Confidence – Something I always struggled with when I first started my career. It’s very easy when you’re in less senior roles to sit in a room and not say anything (as long as you’re taking it all in), but when you’re a Solution Architect, the client is paying a lot of money and they expect to get their money’s worth. Coming across confident in what you are saying is key. Everything that you are saying should be adding value, and this is a skill which just comes with experience.
Time Management – Again, something I struggle with. You are delivering projects to tight timescales and promising the client it will be done. Not only do you need to manage your own time, but also your teams to ensure you can hit your delivery. This can be dependent on your project (agile vs waterfall) but you always need to keep your time management on point.
This is by no means a definitive list of challenges you will face, and so much is dependent on your environment. Solution Architects delivering enterprise level projects will face much different challenges to those delivering small/medium sized projects. The ones listed above could apply to any project size.
How do I know if the Solution Architect role would be good for me?
Hopefully, this post has enlightened you as to the world of a Salesforce Solution Architect, and even inspired you. As I mentioned, it was accidental for me to fall into this role, but I thoroughly enjoy what I do. So how do you know if this role is right for you?

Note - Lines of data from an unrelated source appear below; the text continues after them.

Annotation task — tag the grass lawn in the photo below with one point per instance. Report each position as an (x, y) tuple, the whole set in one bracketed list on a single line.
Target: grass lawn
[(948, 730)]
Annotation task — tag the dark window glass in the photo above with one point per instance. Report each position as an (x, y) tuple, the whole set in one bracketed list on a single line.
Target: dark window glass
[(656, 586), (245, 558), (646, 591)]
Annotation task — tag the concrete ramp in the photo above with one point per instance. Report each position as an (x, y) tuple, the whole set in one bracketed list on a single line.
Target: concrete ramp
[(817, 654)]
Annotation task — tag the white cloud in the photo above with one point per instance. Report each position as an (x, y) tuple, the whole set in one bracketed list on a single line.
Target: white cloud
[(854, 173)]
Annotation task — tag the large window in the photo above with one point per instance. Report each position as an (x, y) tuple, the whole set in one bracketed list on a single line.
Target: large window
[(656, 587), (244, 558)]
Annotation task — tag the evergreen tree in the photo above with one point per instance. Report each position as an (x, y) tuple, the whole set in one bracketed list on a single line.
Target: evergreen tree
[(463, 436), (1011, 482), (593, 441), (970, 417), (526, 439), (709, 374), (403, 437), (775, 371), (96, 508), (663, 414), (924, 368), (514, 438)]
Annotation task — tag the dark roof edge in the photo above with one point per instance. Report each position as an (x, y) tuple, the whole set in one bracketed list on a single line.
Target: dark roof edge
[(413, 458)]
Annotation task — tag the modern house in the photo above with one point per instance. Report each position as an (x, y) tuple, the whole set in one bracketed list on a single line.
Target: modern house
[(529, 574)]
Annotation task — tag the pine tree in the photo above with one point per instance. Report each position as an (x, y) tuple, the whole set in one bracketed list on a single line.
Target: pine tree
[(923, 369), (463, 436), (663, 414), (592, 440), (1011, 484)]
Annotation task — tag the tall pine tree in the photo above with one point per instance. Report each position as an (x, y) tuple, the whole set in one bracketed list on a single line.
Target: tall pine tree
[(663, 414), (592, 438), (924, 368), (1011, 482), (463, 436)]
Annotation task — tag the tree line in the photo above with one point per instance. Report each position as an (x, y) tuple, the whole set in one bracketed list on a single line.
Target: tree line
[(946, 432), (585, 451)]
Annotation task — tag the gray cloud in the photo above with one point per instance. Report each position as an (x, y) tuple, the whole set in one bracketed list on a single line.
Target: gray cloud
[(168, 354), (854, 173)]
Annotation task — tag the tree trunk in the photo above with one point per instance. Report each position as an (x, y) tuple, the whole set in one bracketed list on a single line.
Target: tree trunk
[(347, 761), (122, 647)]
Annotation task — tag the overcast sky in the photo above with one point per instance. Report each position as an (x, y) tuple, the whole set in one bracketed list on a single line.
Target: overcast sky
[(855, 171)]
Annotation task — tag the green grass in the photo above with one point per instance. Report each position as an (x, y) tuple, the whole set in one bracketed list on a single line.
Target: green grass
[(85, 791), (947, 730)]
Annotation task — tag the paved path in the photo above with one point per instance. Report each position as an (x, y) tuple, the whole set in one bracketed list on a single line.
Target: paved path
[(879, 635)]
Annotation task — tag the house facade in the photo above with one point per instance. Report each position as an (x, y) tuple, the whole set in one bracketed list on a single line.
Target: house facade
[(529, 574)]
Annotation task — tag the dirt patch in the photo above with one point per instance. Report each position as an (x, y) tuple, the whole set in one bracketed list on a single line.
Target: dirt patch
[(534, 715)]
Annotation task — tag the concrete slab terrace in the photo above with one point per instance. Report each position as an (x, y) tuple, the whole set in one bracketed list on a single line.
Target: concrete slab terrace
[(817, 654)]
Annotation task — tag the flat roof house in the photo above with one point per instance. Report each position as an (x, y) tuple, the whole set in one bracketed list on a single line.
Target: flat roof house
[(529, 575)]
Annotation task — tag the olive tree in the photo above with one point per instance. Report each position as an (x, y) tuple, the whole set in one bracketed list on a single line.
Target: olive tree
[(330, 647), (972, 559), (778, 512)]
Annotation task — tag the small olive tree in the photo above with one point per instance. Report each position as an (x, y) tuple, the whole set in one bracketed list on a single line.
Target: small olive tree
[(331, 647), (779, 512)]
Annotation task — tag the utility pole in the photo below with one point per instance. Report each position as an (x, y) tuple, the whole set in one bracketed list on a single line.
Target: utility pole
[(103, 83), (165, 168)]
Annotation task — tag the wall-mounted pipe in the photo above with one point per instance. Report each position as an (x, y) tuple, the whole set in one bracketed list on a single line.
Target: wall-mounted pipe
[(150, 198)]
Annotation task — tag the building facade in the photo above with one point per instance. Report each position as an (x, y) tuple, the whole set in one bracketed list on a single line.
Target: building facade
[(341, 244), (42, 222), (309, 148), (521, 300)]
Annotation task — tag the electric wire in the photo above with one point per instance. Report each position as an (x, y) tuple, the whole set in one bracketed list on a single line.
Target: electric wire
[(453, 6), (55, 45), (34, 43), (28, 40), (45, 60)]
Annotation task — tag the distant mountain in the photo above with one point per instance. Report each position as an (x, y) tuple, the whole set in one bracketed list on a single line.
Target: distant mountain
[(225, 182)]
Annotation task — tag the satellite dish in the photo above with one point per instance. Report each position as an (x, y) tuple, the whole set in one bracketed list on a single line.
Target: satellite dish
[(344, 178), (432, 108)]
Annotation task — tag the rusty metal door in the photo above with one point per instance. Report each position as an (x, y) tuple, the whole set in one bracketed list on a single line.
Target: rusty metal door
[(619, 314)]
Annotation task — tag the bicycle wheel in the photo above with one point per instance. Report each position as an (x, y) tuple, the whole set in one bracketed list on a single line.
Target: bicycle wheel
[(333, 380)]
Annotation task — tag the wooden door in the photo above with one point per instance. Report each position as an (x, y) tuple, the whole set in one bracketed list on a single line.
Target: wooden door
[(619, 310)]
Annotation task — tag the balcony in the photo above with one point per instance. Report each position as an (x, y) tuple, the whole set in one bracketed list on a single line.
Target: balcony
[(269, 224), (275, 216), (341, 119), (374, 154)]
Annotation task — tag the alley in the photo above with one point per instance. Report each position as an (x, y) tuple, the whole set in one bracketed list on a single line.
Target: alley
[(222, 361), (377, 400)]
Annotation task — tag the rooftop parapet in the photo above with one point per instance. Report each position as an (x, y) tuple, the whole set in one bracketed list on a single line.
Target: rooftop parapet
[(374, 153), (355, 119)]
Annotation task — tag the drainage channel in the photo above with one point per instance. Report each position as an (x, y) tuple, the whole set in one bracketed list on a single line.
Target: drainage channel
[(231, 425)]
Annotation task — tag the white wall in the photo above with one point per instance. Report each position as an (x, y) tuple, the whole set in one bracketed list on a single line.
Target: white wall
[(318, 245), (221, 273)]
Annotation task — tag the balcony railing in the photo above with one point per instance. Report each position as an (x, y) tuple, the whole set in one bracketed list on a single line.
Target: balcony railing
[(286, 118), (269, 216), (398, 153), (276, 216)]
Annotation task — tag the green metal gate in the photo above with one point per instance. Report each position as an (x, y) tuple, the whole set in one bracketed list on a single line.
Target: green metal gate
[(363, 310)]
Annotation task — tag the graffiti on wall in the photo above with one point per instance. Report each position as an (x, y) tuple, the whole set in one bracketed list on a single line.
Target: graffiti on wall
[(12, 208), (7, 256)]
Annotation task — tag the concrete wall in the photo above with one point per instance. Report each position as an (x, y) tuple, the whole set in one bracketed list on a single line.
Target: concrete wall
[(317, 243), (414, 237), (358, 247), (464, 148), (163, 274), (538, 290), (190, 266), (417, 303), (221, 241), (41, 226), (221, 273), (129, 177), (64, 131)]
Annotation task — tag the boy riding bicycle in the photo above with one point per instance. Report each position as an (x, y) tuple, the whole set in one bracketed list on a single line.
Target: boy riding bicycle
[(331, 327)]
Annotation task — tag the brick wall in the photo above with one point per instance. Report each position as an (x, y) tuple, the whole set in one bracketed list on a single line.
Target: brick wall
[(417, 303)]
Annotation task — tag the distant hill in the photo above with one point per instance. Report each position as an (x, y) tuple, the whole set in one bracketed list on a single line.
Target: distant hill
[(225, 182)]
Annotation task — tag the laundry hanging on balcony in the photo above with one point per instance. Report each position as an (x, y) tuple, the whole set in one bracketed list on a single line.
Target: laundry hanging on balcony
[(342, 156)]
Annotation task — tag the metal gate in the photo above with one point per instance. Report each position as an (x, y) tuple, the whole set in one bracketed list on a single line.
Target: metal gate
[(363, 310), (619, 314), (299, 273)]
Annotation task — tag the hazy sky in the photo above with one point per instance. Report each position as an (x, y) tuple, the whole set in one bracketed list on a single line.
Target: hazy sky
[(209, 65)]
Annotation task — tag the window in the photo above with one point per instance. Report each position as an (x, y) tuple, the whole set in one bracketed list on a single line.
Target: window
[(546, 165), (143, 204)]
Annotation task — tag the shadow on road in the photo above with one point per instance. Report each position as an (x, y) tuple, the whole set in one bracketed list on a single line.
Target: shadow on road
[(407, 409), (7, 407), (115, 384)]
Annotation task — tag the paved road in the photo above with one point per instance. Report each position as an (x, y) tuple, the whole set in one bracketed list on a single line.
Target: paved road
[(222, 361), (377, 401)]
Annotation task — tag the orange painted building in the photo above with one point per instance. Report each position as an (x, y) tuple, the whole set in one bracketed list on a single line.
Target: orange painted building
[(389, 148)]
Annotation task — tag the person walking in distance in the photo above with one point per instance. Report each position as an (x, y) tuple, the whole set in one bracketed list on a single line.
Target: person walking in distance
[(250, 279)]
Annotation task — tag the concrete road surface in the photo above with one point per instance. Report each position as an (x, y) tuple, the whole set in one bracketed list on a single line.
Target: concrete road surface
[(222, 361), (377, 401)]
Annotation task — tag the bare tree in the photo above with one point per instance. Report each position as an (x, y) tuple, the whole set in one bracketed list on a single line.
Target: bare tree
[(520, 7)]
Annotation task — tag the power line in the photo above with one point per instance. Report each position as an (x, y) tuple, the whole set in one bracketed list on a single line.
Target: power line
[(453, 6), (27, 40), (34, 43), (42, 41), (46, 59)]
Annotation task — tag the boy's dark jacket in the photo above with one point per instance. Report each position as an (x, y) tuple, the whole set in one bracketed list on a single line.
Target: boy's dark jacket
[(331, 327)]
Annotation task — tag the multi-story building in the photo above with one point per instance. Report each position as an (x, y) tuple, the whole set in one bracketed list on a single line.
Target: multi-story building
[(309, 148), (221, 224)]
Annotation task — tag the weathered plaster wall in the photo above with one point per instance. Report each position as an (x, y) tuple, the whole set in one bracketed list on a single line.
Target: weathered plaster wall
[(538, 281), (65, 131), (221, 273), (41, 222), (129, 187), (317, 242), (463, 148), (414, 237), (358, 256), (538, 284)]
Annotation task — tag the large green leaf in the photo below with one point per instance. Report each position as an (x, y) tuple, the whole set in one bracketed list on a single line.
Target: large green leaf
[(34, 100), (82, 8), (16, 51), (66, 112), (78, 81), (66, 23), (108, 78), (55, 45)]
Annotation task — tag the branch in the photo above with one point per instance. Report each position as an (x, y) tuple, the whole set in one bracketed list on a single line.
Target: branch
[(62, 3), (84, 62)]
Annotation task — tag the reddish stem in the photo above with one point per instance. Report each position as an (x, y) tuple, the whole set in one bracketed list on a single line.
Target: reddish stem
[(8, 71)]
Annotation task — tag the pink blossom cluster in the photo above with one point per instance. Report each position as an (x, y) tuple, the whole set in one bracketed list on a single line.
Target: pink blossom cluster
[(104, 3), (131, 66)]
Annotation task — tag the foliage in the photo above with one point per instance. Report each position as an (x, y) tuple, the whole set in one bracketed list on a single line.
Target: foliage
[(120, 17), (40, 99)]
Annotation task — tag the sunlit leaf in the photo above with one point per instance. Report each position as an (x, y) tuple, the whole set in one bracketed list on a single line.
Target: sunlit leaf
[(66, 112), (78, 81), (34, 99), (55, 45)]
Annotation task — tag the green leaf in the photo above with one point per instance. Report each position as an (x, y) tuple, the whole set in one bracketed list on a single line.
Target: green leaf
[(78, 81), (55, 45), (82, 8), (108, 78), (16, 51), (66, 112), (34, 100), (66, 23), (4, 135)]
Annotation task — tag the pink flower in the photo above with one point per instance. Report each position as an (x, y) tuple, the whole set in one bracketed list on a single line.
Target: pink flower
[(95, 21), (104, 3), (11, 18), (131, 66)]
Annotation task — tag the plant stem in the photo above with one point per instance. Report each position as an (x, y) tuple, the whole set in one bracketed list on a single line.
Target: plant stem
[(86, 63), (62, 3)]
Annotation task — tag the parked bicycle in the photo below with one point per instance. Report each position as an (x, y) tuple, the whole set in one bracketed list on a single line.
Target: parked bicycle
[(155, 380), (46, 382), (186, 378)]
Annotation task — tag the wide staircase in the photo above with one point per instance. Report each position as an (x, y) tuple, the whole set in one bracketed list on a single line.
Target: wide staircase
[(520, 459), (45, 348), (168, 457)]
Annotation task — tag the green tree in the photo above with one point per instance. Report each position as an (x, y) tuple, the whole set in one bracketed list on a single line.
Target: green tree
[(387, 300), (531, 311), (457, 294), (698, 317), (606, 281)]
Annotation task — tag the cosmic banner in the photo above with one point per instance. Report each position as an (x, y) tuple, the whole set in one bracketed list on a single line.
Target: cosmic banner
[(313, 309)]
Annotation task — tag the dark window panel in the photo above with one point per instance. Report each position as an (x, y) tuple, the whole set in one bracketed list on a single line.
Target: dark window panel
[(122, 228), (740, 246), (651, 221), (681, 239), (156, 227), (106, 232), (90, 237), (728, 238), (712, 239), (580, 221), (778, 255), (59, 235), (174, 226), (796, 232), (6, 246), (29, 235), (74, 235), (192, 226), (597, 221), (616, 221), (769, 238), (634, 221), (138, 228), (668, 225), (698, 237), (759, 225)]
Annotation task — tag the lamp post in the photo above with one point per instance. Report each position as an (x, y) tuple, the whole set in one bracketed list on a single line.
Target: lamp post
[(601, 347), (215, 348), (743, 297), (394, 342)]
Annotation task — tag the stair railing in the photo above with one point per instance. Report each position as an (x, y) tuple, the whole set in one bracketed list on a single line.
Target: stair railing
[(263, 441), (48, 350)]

You must be willing to put the time and effort in. I worked my way from an apprentice, fresh out of college, through to administrator, consultant and now Solution Architect. Experience is everything in this space. I am continuing to learn every single day and no two days are the same, which is one of the things which I enjoy.
You must be adaptable. Consulting is a whirlwind. One day you could be up north delivering a demo, the next down south assisting on a sales pitch. If you do not enjoy a constantly changing environment, then there are other roles which would be better suited.
You must love what you do. Being a Solution Architect is not a 9-5 role. If you do not enjoy it, you’re going to be demotivated and it’s going to impact you delivering to the best of your ability. Be ready for overtime, be ready for the challenges, be ready for the blame if something goes wrong! but it is all a part of the job description.
You need to be thrown in at the deep end. I have been there many times during my career, in a sink or swim scenario. This is what allows us to work on our soft skills. If someone had said to me go and demo to 20 people I would have respectfully declined, except I had no choice. Take any opportunity which is thrown your way.
Lastly, you need to enjoy yourself. I have met some great people and had some great memories during my career. If you can be a great Solution Architect and enjoy yourself along the way, it will not even feel like you are working.